---
title: "Creating Modules"
output: rmarkdown::html_vignette
vignette: >
%\VignetteIndexEntry{Creating Modules}
%\VignetteEngine{knitr::rmarkdown}
%\VignetteEncoding{UTF-8}
---
```{r, include = FALSE}
knitr::opts_chunk$set(
collapse = TRUE,
comment = "#>"
)
```
```{r setup}
#| include: FALSE
devtools::load_all(".")
```
Modules are user-created patterns for checking a paper or set of papers. Module specifications are written in the same format as functions in R packages, using roxygen2 for documentation.
```{r, echo = FALSE, comment = ""}
code_lines <- system.file("templates/_module.R", package = "metacheck") |>
readLines()
cat(paste0(code_lines, collapse = "\n"))
```
## Roxygen Documentation
The module file starts with standard function documentation using roxygen2. Roxygen documentation always starts with `#' `.
### Title
On the first line, give your module a short title, which will be used as a section header in reports.
```{r}
#' Module Name
```
### Description
You can skip a line and write a 1-sentence description, which will be shown in `module_list()`, or optionally start this with `@description`.
```{r}
#' @description
#' A short description of the module
```
### Details
You can write more detailed help under the tag `@details`, which will be shown when calling `module_help()`. This is optional.
```{r}
#' @details
#' Here is more information about the module to help you use or understand it.
#'
#' You can skip more lines to break up paragraphs.
#'
#' * make a list
#' * check it twice
```
If you have experience writing R functions with roxygen, you can also omit the `@description` and `@details` tags and rely on paragraph spacing to distinguish description from details.
### Validation
Our [values statement](https://www.scienceverse.org/metacheck/#our-values) lists quality control as a core value.
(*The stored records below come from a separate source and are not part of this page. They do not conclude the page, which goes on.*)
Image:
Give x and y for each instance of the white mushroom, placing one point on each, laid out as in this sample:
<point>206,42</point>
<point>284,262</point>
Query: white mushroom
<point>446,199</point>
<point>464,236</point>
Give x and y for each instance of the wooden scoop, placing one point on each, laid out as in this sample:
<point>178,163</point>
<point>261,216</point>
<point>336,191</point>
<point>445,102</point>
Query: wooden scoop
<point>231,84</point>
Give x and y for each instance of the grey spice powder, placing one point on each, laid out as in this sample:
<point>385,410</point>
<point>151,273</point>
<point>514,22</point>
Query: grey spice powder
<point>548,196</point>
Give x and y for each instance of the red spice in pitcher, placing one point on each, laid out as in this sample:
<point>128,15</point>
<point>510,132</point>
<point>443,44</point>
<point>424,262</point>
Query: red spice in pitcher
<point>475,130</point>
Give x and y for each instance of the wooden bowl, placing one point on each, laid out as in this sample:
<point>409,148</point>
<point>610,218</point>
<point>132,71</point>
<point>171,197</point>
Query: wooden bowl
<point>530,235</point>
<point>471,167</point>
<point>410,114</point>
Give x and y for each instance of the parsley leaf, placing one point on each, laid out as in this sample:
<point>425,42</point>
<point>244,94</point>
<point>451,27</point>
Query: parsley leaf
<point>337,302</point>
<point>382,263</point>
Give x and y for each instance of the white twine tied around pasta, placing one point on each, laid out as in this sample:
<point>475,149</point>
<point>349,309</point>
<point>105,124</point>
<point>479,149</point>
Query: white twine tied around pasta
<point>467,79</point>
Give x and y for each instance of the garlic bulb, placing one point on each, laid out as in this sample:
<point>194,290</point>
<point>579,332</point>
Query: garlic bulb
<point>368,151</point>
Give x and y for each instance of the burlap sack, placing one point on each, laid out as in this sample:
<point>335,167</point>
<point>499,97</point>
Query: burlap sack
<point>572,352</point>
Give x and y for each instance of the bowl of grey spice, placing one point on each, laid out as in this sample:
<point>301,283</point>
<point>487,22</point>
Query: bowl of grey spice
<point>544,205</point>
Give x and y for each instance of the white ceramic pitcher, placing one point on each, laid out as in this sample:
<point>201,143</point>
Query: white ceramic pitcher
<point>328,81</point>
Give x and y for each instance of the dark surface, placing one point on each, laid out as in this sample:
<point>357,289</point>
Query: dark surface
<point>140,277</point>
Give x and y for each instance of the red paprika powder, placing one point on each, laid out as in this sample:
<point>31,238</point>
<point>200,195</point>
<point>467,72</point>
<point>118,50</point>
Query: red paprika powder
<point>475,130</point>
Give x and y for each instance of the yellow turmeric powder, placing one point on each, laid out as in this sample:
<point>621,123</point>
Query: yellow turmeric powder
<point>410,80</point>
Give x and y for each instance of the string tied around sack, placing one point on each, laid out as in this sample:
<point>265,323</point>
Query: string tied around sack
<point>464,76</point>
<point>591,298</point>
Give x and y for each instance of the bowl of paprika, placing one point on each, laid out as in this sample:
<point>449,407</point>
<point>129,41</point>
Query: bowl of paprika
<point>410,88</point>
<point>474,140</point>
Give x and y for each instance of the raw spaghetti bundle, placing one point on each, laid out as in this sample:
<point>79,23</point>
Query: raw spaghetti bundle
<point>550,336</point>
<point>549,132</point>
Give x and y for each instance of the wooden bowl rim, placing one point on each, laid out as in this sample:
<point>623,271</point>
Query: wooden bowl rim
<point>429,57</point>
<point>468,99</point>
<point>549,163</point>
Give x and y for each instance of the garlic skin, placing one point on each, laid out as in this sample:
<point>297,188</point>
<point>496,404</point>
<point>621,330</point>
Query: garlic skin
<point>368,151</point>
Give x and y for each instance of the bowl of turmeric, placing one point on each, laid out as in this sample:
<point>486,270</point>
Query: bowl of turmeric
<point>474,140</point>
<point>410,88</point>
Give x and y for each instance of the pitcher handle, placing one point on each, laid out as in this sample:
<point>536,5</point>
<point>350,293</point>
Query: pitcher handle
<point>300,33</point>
Validation information gets special styling in the report, so is put at the end of the details section and marked with `` at the start and `` at the end.
```{r}
#'
#' In a sample of P papers with I instances of {thing you are checking},
#' TP were correctly detected (true positives),
#' FN were missed (false negatives) and
#' FP were incorrectly detected (false positives).
#' Overall, among all instances flagged as {thing},
#' (TP/(TP+FP))% were correct (positive predictive value) and
#' (TP/I)% of true instances were detected (sensitivity).
#'
```
The example above works well for modules that detect a practice that may happen zero or more times per paper. Communicating validation information clearly and succinctly is challenging, so feel free to use other wordings. We encourage you to also include a link to a repository that contains more detailed information and evidence.
### Keywords
Choose one section category for your module to be displayed under in reports.
```{r}
#' @keywords general|intro|method|results|discussion|reference
```
### Author
Include the module authors so they can get credit! Add a new `@author` tag for each author, and optionally add their email address.
```{r}
#' @author Lisa DeBruine (\email{debruine@gmail.com})
#' @author Daniel Lakens (\email{lakens@gmail.com})
```
### References
Optionally include references that you would want available to users. If you are building a module that uses citable resources, please list them here.
```{r}
#' @references
#' The Retraction Watch Database [Internet].
#' New York: The Center for Scientific Integrity. 2018.
#' ISSN: 2692-4579. [Cited 2025-05-20].
#' Available from: http://retractiondatabase.org/.
```
### Import
If you are using packages other than `metacheck`, add each with an `@import` statement.
```{r}
#' @import dplyr
#' @import tidyr
```
Technically, you can then use functions from these packages in your function code without the package name prefix, but it is still best practice to use the package name prefix for all functions, like `dplyr::case_when()`, and we require this for contributed modules.
### Parameters
Each argument should be defined for a function. All metacheck modules require the first argument to be `paper`. The last argument can optionally be `...`. This allows the `module_run()` function to pass any arguments, and your code can use them by name (e.g., `extra_args <- list(...)`).
```{r}
#' @param paper a paper object or paperlist object
#' @param ... further arguments (not used)
```
### Returns
It is good practice to explain what your function returns. This is usually the default list with table, summary, traffic light, and report text, but you can edit this. It's just a human-readable string.
```{r}
#' @returns a list
```
### Examples
You can add an example of how to use this module with the `module_run()` function. Give a paper or list of papers in the example so you can demonstrate the purpose of this module and it doesn't take too much time to run the example.
```{r}
#' @examples
#' module_run(psychsci, "module_name")
```
## Function Code
The module function is written like any R package function, with the requirement that the first argument be `paper`. Set `module_name` to your module name, which must be a valid R variable name. Your module script should also have the same name, with a .R suffix (e.g., `module_name.R`).
```{r}
module_name <- function(paper, ...) {
# module code ----
# create return items ----
## table ----
## summary_table ----
## traffic light ----
## summary_text ----
## report ----
# return a list ----
}
```
You can define helper functions below your main module functions, but the first function defined in the script is what will be run on the paper object.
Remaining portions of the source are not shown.